Senior Engineer - GPU Performance Optimization
Advanced Micro Devices View all jobs
- Toronto, ON Waterloo, ON
- Permanent
- Full-time
You are a performance‑driven engineer who thrives during new hardware bring‑up and ambiguous early‑silicon phases. You are comfortable working across abstraction layers—from kernel code and library APIs to framework‑visible performance—and you enjoy translating architectural characteristics into concrete software optimizations.You collaborate effectively across teams, communicate performance trade‑offs clearly, and are trusted to take ownership of critical performance paths during time‑sensitive product ramps. You grow influence through technical execution, deep expertise, and mentoring.KEY RESPONSIBILITIES:
- Performance Engineering for New Products: Lead performance optimization efforts for hipDNN, MIOpen, and CK on new AMD GPU architectures. Drive early performance characterization, gap analysis, and optimization plans during pre‑silicon and post‑silicon bring‑up.
- Kernel & Library Optimization: Implement and optimize performance‑critical kernels and operators used by hipDNN and MIOpen, leveraging other libraries where appropriate. Improve kernel selection, fusion strategies, and heuristics to maximize efficiency across diverse workloads.

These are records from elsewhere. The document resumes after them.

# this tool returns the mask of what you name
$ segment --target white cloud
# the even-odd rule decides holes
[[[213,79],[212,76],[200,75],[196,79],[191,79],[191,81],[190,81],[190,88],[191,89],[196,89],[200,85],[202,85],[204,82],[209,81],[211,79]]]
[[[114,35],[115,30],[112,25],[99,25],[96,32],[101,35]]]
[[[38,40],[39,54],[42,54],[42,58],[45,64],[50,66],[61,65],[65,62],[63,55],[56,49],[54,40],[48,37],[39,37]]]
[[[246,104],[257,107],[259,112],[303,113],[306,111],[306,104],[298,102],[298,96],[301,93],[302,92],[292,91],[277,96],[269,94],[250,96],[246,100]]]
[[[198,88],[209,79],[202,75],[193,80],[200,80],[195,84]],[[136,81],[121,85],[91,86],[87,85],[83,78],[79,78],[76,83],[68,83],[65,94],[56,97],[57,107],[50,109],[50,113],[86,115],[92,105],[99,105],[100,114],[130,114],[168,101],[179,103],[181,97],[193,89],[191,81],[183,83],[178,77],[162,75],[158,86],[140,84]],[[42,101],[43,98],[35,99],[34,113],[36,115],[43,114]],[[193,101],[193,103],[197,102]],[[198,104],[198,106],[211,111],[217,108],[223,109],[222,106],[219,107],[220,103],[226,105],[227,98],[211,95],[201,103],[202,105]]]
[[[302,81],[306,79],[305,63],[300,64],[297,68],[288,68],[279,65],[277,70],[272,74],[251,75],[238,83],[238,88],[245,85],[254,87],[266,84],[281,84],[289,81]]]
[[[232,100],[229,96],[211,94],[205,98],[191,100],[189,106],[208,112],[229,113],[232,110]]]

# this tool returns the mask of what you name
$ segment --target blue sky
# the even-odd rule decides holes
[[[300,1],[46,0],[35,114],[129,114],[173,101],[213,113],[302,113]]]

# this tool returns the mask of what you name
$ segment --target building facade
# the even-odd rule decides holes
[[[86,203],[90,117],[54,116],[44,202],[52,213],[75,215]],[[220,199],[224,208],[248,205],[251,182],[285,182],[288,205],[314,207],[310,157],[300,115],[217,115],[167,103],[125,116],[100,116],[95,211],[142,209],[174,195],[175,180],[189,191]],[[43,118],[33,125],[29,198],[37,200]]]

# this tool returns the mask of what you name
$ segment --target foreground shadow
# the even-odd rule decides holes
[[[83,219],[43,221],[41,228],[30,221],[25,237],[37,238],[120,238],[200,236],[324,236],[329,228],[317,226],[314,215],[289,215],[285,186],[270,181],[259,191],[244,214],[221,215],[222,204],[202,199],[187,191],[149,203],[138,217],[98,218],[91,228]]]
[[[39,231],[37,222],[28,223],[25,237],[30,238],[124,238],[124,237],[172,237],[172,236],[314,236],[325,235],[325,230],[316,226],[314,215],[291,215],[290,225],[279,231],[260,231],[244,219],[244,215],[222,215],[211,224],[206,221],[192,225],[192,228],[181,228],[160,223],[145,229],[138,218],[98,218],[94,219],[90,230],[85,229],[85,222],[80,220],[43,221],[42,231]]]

- Cross‑ASIC Software Engineering: Adapt library implementations and tuning strategies across multiple ASICs, balancing portability with architecture‑specific optimization. Identify when shared abstractions are sufficient versus when targeted specialization is required.
- hipDNN Enablement & Transition: Contribute to hipDNN’s role as the primary execution and fusion layer, including plugin integration and performance validation. Support the transition of functionality from MIOpen into hipDNN while maintaining performance and compatibility.
- Framework‑Facing Performance: Work closely with framework teams (e.g., PyTorch, JAX, Triton) to ensure optimized library paths are exercised in real workloads. Validate performance improvements using representative training and inference models.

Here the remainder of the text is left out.